Ewa Farna to piosenkarka, która lubi podkreślać swoje dodatkowe kilogramy i stara się nimi zbytnio nie przejmować. Ostatnio postanowiła zadrwić z hejterów i zaprezentowała się w kurtce, na której pojawiły się dwa pytania: „Czy znów przytyła? A może jest w ciąży?”.

Reklama

W wywiadzie dla miesięcznika "Zwierciadło" opowiada, że w jej domu aktywność fizyczna zawsze była obecna, a ona wraz z bratem trenowała narciarstwo. – Porządne stoki, na granicy ze Słowacją i na Słowacji, są w zasięgu 30-40 minut od nas. Od jakiejś piątej klasy jeździłam, więc z tatą i moim bratem codziennie na treningi. Należeliśmy do klubu Ski Beskid Vel’ka Raca.
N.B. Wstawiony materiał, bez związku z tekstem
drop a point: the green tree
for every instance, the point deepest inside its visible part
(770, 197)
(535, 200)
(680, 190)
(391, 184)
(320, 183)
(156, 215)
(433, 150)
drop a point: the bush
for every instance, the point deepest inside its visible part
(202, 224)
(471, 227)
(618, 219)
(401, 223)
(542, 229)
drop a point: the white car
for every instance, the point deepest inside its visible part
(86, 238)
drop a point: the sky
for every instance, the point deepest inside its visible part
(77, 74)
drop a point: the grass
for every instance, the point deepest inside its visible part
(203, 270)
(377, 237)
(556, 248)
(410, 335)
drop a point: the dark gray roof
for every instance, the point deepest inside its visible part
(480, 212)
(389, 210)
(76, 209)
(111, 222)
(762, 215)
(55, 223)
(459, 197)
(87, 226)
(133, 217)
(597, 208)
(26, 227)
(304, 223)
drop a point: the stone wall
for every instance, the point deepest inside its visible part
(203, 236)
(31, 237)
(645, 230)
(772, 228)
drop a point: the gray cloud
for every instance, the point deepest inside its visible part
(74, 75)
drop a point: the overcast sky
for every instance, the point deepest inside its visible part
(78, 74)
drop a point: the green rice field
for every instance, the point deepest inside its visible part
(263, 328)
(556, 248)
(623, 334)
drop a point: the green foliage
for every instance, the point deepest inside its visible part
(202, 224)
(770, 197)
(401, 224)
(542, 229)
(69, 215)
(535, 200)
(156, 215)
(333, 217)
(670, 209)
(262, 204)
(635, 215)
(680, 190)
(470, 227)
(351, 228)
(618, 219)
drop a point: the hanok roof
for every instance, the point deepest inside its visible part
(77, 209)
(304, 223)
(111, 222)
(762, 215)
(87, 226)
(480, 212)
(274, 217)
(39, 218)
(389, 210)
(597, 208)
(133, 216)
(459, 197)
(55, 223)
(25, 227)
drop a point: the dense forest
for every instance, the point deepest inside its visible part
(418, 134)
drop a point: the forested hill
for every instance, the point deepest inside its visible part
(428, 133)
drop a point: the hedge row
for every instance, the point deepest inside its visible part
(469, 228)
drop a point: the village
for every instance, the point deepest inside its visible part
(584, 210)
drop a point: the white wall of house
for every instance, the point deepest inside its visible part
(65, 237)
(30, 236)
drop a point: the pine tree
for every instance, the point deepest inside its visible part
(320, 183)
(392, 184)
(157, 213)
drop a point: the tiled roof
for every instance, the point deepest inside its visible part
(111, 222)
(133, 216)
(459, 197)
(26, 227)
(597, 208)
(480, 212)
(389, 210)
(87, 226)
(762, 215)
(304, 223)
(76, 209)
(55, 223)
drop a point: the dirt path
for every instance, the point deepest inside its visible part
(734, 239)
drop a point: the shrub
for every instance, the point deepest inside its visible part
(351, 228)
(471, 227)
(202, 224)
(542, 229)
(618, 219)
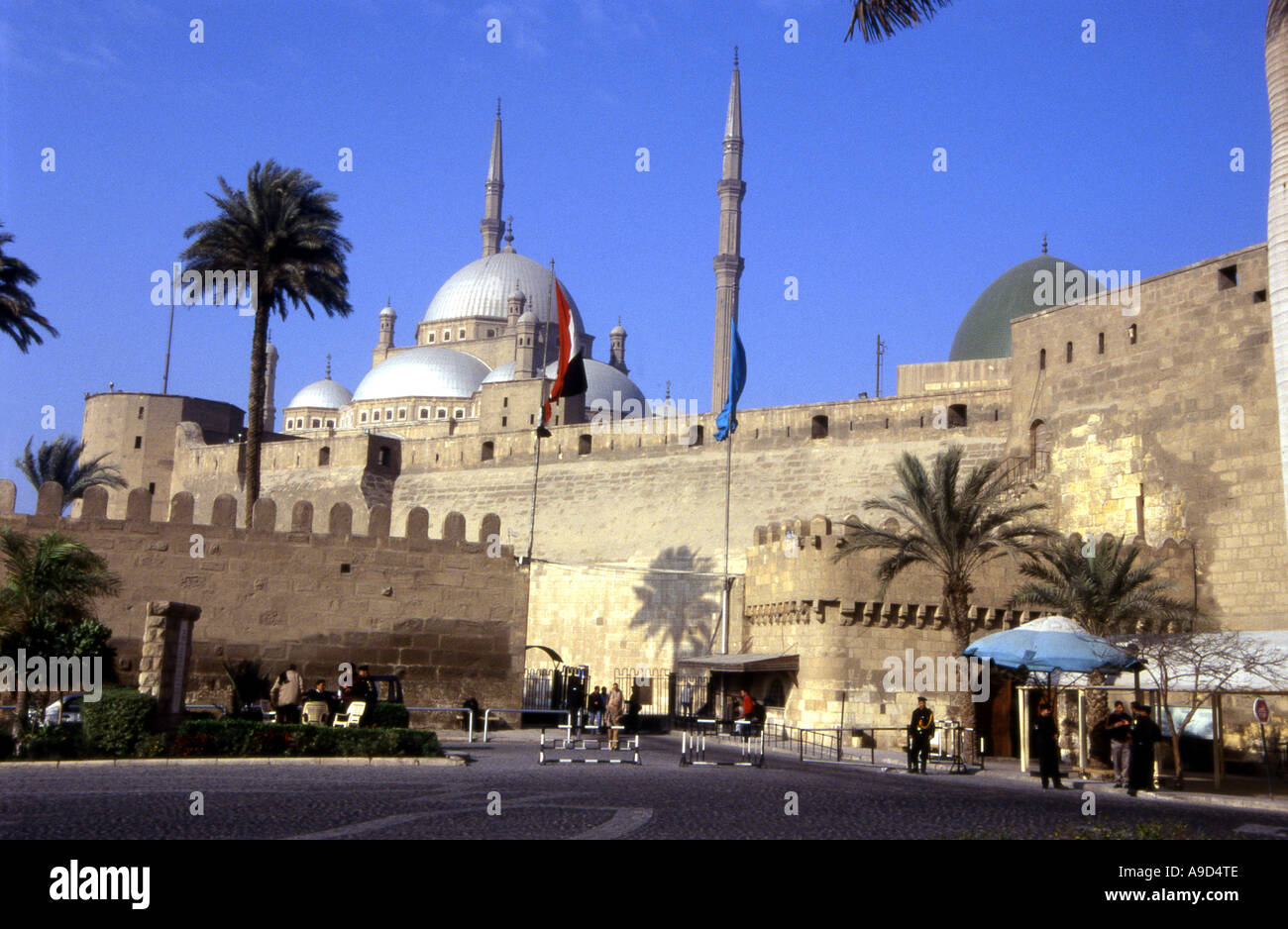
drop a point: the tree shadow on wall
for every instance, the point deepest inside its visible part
(677, 605)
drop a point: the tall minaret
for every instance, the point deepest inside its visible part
(728, 263)
(490, 227)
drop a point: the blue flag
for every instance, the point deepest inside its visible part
(726, 424)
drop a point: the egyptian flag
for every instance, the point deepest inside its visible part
(571, 376)
(728, 420)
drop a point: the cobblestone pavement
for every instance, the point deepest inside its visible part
(656, 799)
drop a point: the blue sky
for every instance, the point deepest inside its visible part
(1119, 150)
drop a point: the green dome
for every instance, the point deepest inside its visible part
(986, 332)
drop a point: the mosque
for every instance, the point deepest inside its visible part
(1107, 407)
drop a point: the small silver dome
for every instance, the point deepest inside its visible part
(325, 394)
(601, 381)
(423, 370)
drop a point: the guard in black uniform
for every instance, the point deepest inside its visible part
(1140, 766)
(919, 731)
(1048, 748)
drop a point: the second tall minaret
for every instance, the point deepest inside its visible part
(728, 263)
(490, 227)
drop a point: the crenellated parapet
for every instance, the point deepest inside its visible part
(294, 523)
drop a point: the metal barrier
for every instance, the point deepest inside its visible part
(467, 710)
(751, 741)
(571, 743)
(489, 710)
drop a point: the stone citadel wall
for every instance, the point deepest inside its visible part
(441, 613)
(1173, 434)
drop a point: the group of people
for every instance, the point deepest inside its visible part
(287, 695)
(1131, 739)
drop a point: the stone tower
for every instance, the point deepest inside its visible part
(269, 386)
(728, 263)
(617, 348)
(490, 226)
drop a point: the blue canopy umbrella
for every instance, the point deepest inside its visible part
(1052, 645)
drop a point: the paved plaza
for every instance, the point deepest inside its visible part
(657, 799)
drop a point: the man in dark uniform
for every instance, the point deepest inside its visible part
(919, 730)
(1144, 734)
(1048, 748)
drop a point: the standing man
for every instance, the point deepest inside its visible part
(1144, 734)
(1120, 727)
(919, 730)
(1048, 747)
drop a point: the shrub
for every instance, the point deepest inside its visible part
(117, 721)
(65, 740)
(386, 715)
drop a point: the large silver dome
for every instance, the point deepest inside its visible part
(325, 394)
(424, 370)
(482, 288)
(601, 382)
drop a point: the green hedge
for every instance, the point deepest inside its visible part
(386, 715)
(55, 743)
(248, 739)
(117, 721)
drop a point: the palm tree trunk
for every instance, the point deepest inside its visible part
(957, 601)
(1276, 210)
(256, 404)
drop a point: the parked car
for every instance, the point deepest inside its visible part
(65, 709)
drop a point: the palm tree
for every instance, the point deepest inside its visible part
(59, 461)
(1276, 209)
(48, 577)
(18, 317)
(1106, 594)
(282, 228)
(880, 20)
(953, 527)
Pobudka piąta rano, przed szóstą wyjazd, o wpół do siódmej trening – wspomina.

Przyznaje, że dla jej rodziców zarówno narty, jak i spływy były naturalną formą spędzania wolnego czasu. – Do dziś są w formie. Jak przyjeżdżam do domu parę kilo cięższa, mama od razu mówi: "Ewuśko, pilnuj się. Powiedz swojej menadżerce, ona je tako piekno, żeby cię wzięła ze sobóm na jaksióm siłownie" – opowiada o tym, co słyszy od swojej mamy Karin.

Piosenkarka w wielu wywiadach podkreśla, że dba o swoje ciało i akceptuje siebie taką, jaką jest i na pewno nie prowadzi niezdrowego trybu życia.